A college student who called 911 for help has tragically died of the flu before he was found by his rescuers.
Yeming Shen — a 28-year-old who was studying Rensselaer Polytechnic Institute in Troy, New York — passed away from influenza on Feb. 10, the Rensselaer County Health Department said in a statement.
Officers and firefighters were sent out to a City Station apartment complex shortly after 11:05 a.m. following a garbled 911 call made by the graduate student, Troy Police Department confirmed to PEOPLE. However, authorities were unable to pinpoint the caller’s exact location and a search of the area was conducted.
Investigators spent 45 minutes looking for Shen before the search was called off, according to the Associated Press.
Shen was found by his roommate six hours later, the news agency reported.
Dispatchers were not able to precisely locate Shen’s location because emergency dispatch systems still have trouble fixing onto the exact position from which cellphone users make calls, according to Times Union. While landlines usually allow dispatchers to see who is calling through their address, cellphone calls are harder to trace and data from cell towers often cannot reveal a caller’s exact location.
The local newspaper reported that Shen’s call was hard to decipher and line went dead before dispatchers could learn the caller’s identity.
Following an autopsy, investigators determined that Shen had influenza A — a type of flu that “comes on very sudden and severe,” Mary Fran Wachunas, the county’s public health director, told Times Union.
“What happened this year was flu came in quite early and when it comes in early it does sometimes divide and mutate and so we have a couple strains circulating right now,” she said.
The Center of Disease Control and Prevention estimates that there have been 14,000 to 36,000 flu-related deaths from Oct. 1, 2019 to Feb. 8, 2020.

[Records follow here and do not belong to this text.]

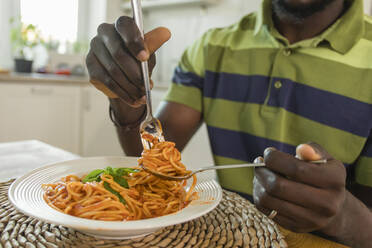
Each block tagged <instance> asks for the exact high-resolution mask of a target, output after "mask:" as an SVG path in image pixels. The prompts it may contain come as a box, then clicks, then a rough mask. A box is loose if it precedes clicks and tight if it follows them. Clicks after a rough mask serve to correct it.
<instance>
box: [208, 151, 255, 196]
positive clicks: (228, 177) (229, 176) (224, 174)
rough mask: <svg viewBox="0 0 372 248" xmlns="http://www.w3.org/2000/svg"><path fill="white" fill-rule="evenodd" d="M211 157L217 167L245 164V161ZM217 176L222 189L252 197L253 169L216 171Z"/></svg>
mask: <svg viewBox="0 0 372 248" xmlns="http://www.w3.org/2000/svg"><path fill="white" fill-rule="evenodd" d="M213 157H214V160H215V163H216V164H217V165H223V164H242V163H246V162H245V161H241V160H236V159H231V158H226V157H221V156H217V155H214V156H213ZM217 176H218V181H219V183H220V184H221V186H222V187H224V188H226V189H230V190H235V191H239V192H242V193H246V194H250V195H252V189H253V177H254V169H253V168H240V169H231V170H217ZM242 182H244V183H242Z"/></svg>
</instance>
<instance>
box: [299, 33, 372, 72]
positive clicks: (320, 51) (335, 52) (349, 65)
mask: <svg viewBox="0 0 372 248" xmlns="http://www.w3.org/2000/svg"><path fill="white" fill-rule="evenodd" d="M298 52H299V53H301V54H307V55H311V56H313V57H316V58H320V59H324V60H330V61H331V63H334V62H336V65H338V64H339V63H340V64H343V65H348V66H351V67H356V68H359V69H372V62H371V57H372V41H369V40H367V39H361V40H360V41H359V42H358V43H357V44H356V45H355V46H354V47H353V48H352V49H351V50H350V51H349V52H348V53H346V54H340V53H338V52H336V51H333V50H331V49H328V48H326V47H316V48H300V49H299V50H298Z"/></svg>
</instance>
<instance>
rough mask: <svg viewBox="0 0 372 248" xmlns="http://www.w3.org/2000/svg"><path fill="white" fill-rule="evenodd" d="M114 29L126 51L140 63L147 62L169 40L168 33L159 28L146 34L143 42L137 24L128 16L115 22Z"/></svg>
mask: <svg viewBox="0 0 372 248" xmlns="http://www.w3.org/2000/svg"><path fill="white" fill-rule="evenodd" d="M115 29H116V31H117V32H118V33H119V35H120V36H121V38H122V39H123V41H124V43H125V45H126V47H127V48H128V50H129V51H130V52H131V53H132V55H133V56H134V57H136V58H137V59H138V60H140V61H147V60H148V59H149V58H150V55H151V54H153V53H154V52H155V51H156V50H157V49H159V48H160V47H161V46H162V45H163V44H164V43H165V42H166V41H167V40H169V38H170V31H169V30H168V29H166V28H163V27H160V28H156V29H154V30H152V31H150V32H149V33H147V34H146V35H145V40H143V39H142V36H141V32H140V30H139V29H138V27H137V24H136V23H135V22H134V20H133V19H132V18H130V17H128V16H121V17H119V18H118V19H117V20H116V22H115ZM145 41H146V42H145Z"/></svg>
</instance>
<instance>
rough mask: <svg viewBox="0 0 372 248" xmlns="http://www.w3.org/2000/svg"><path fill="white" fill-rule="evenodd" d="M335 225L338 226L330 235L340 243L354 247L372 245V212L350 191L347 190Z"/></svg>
mask: <svg viewBox="0 0 372 248" xmlns="http://www.w3.org/2000/svg"><path fill="white" fill-rule="evenodd" d="M333 225H334V226H335V227H337V228H334V229H333V231H332V232H333V233H328V235H330V236H333V237H335V238H336V239H337V240H338V241H339V242H340V243H343V244H346V245H348V246H350V247H353V248H367V247H368V248H369V247H371V246H372V213H371V212H370V210H369V208H368V207H367V206H366V205H364V204H363V203H362V202H361V201H360V200H358V199H357V198H356V197H354V196H353V195H352V194H351V193H350V192H349V191H347V192H346V198H345V207H344V209H343V212H342V214H341V216H339V217H337V219H336V220H335V223H333Z"/></svg>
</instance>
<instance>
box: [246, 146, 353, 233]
mask: <svg viewBox="0 0 372 248" xmlns="http://www.w3.org/2000/svg"><path fill="white" fill-rule="evenodd" d="M297 157H298V158H295V157H293V156H291V155H289V154H286V153H282V152H280V151H277V150H275V149H273V148H268V149H266V150H265V152H264V161H265V163H266V167H262V168H257V169H256V171H255V172H256V174H255V178H254V190H253V198H254V202H255V204H256V206H257V208H258V209H260V210H261V211H262V212H264V213H267V214H268V213H270V212H271V210H276V211H277V212H278V214H277V216H276V217H275V221H276V222H278V223H279V224H280V225H282V226H283V227H285V228H288V229H290V230H292V231H295V232H311V231H316V230H317V231H321V232H323V233H324V234H326V235H329V236H335V235H337V233H338V232H339V231H340V228H342V223H341V218H340V217H341V216H342V212H343V211H344V206H345V199H346V189H345V181H346V170H345V167H344V165H343V164H342V163H341V162H340V161H338V160H335V159H334V158H332V157H331V156H330V155H329V154H328V153H327V152H326V151H325V150H324V149H323V148H321V147H320V146H319V145H317V144H314V143H312V144H307V145H300V146H299V147H298V148H297ZM300 159H301V160H300ZM319 159H327V161H328V162H327V163H326V164H312V163H309V162H308V161H311V160H319Z"/></svg>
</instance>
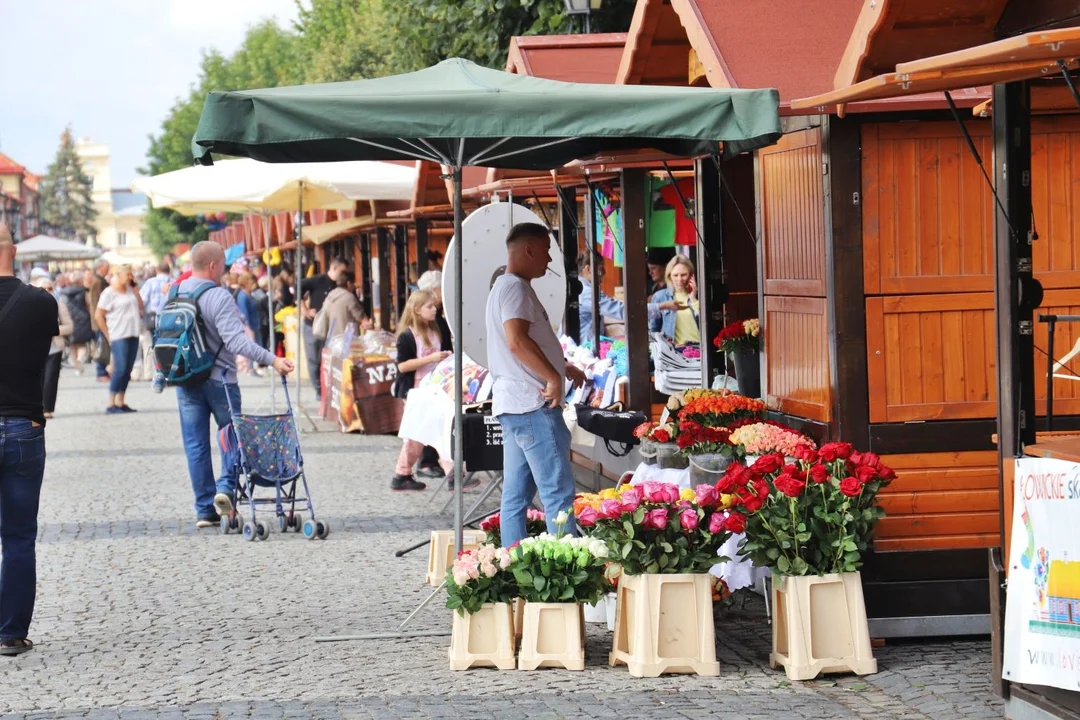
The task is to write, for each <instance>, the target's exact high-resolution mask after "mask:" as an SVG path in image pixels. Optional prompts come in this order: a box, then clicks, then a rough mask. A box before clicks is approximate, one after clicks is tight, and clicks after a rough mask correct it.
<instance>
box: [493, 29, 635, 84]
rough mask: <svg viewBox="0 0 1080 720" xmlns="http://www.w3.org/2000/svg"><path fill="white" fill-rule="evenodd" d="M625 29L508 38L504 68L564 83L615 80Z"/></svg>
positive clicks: (595, 82)
mask: <svg viewBox="0 0 1080 720" xmlns="http://www.w3.org/2000/svg"><path fill="white" fill-rule="evenodd" d="M625 44H626V33H625V32H597V33H595V35H555V36H536V37H531V36H530V37H518V38H511V40H510V52H509V54H508V58H507V70H508V71H510V72H517V73H519V74H527V76H531V77H534V78H545V79H548V80H561V81H563V82H592V83H604V84H610V83H613V82H615V78H616V74H617V73H618V71H619V62H620V60H621V59H622V51H623V46H624V45H625Z"/></svg>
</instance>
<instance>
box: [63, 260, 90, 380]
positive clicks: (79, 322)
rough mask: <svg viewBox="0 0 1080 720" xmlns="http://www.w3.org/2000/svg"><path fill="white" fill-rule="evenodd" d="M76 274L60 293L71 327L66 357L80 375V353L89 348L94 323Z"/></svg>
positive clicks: (80, 362) (68, 341)
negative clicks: (60, 292) (69, 317)
mask: <svg viewBox="0 0 1080 720" xmlns="http://www.w3.org/2000/svg"><path fill="white" fill-rule="evenodd" d="M77 277H78V276H77V275H75V276H72V277H71V282H70V283H69V284H68V286H67V287H65V288H64V290H63V291H62V293H60V297H62V299H63V301H64V304H65V305H67V309H68V314H69V315H70V316H71V323H72V325H73V328H72V330H71V335H70V337H69V338H68V357H69V358H70V359H71V367H73V368H75V372H76V375H82V353H83V351H84V350H89V348H90V341H91V340H93V339H94V323H93V318H92V317H91V316H90V298H89V297H87V295H86V286H85V285H83V284H82V282H81V281H80V282H76V280H77Z"/></svg>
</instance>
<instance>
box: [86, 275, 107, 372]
mask: <svg viewBox="0 0 1080 720" xmlns="http://www.w3.org/2000/svg"><path fill="white" fill-rule="evenodd" d="M108 274H109V263H108V261H107V260H98V261H97V262H96V263H94V270H93V272H91V271H86V276H85V277H84V279H83V283H84V284H85V286H86V295H87V297H89V298H90V317H91V322H92V324H93V328H94V336H95V339H96V340H97V343H98V345H100V344H102V343H105V344H108V342H109V341H108V339H107V338H106V337H105V331H104V330H103V329H102V327H100V326H99V325H98V322H97V303H98V301H99V300H100V299H102V293H104V291H105V288H107V287H108V286H109V281H107V280H106V279H105V277H106V275H108ZM108 365H109V364H108V363H102V362H99V361H98V359H97V358H96V357H95V359H94V368H95V370H96V371H97V381H98V382H109V369H108Z"/></svg>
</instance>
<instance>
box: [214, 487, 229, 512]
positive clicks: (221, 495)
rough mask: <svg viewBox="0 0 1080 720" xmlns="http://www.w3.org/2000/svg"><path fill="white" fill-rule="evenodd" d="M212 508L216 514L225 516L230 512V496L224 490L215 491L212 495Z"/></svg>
mask: <svg viewBox="0 0 1080 720" xmlns="http://www.w3.org/2000/svg"><path fill="white" fill-rule="evenodd" d="M214 510H215V511H216V512H217V514H218V515H220V516H221V517H225V516H226V515H228V514H229V513H231V512H232V498H230V497H229V495H227V494H225V493H224V492H219V493H217V494H216V495H214Z"/></svg>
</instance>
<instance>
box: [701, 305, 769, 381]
mask: <svg viewBox="0 0 1080 720" xmlns="http://www.w3.org/2000/svg"><path fill="white" fill-rule="evenodd" d="M760 336H761V323H760V321H758V318H757V317H752V318H751V320H745V321H737V322H734V323H731V324H730V325H728V326H727V327H725V328H724V329H721V330H720V331H719V334H717V336H716V338H715V339H714V340H713V344H714V345H716V347H717V348H718V349H719V350H720V351H721V352H724V353H725V354H728V355H730V356H731V359H732V362H733V363H734V365H735V379H737V380H738V381H739V392H740V393H742V394H743V395H746V396H748V397H759V396H760V395H761V364H760V349H761V338H760Z"/></svg>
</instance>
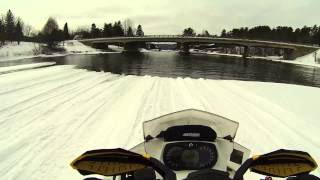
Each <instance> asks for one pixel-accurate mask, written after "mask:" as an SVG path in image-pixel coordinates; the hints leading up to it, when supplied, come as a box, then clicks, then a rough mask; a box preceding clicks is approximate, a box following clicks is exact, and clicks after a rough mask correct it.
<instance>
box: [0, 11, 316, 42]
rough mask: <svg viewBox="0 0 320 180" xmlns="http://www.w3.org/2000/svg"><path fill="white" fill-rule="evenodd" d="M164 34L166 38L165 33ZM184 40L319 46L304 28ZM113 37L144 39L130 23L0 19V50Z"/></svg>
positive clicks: (14, 15) (223, 32)
mask: <svg viewBox="0 0 320 180" xmlns="http://www.w3.org/2000/svg"><path fill="white" fill-rule="evenodd" d="M89 27H90V26H89ZM164 34H167V33H166V32H164ZM182 35H184V36H199V37H221V38H243V39H258V40H272V41H281V42H293V43H301V44H312V45H320V26H317V25H314V26H312V27H308V26H304V27H302V28H297V29H294V28H292V27H287V26H278V27H274V28H272V27H269V26H256V27H252V28H249V27H242V28H234V29H232V30H230V31H227V30H225V29H223V30H222V32H221V34H220V35H211V34H210V33H209V32H208V31H207V30H203V31H202V33H200V34H196V32H195V30H194V29H192V28H191V27H189V28H186V29H184V30H182ZM115 36H144V32H143V30H142V26H141V25H138V26H137V27H136V28H135V27H134V26H133V22H132V20H130V19H126V20H124V21H123V22H121V21H116V22H114V23H105V24H104V25H103V27H102V28H99V27H97V26H96V24H95V23H92V24H91V28H78V29H77V30H75V31H72V32H70V31H69V28H68V23H65V24H64V27H63V29H60V28H59V26H58V23H57V21H56V19H54V18H52V17H50V18H48V20H47V22H46V23H45V24H44V27H43V29H41V30H40V31H36V30H34V28H33V27H32V26H30V25H27V24H24V23H23V21H22V19H21V18H20V17H15V15H14V14H13V12H12V11H11V10H8V11H7V13H6V14H5V15H3V16H2V17H0V46H1V45H3V44H4V43H5V42H6V41H11V42H12V41H17V42H18V43H20V41H34V42H43V43H46V44H47V45H48V46H49V47H53V46H55V45H57V44H58V42H61V41H64V40H68V39H73V38H75V37H78V38H98V37H115Z"/></svg>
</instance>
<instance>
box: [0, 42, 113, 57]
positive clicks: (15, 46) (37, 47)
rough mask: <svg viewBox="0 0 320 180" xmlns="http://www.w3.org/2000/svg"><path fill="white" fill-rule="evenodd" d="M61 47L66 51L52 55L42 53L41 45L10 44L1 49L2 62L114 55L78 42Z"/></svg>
mask: <svg viewBox="0 0 320 180" xmlns="http://www.w3.org/2000/svg"><path fill="white" fill-rule="evenodd" d="M61 47H62V48H64V49H65V51H64V52H55V53H52V54H51V55H47V54H41V53H40V44H38V43H31V42H21V43H20V45H18V44H17V43H16V42H13V43H8V44H6V45H5V46H3V47H1V48H0V61H11V60H20V59H26V58H34V57H56V56H66V55H70V54H103V53H113V52H105V51H101V50H98V49H94V48H91V47H90V46H86V45H84V44H82V43H80V42H79V41H77V40H69V41H65V42H64V45H63V44H62V43H61Z"/></svg>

Shen was described as a hard-working PhD student who had “tremendous impact” on Rensselaer Polytechnic Institute in a letter written to the school paper, The Polytechnic, on Wednesday.
“He used his tremendous mathematical mind to help create new methods to disrupt the networks of transnational criminal organizations, a truly noble cause,” associate professor Thomas Sharkey wrote of Shen. “In addition, his methodological innovations have laid the groundwork to potentially help disrupt networks that are trafficking humans. Simply put, I believe that the legacy of his research is that it will make the world a better place.”
Shen was a co-author on a paper titled “Integrative analytics for detecting and disrupting transnational interdependent criminal smuggling, money, and money-laundering networks” and a lead author on the paper “Interdicting interdependent contraband smuggling, money and money laundering networks with inaccurate information.”
“He was closing in on finishing a third paper but his meticulous and independent nature had him continually refining his methods to improve their performance–which is exactly what you would want from a PhD student,” Shakey continued. “We are fortunate to have had him as a member of our department and university.”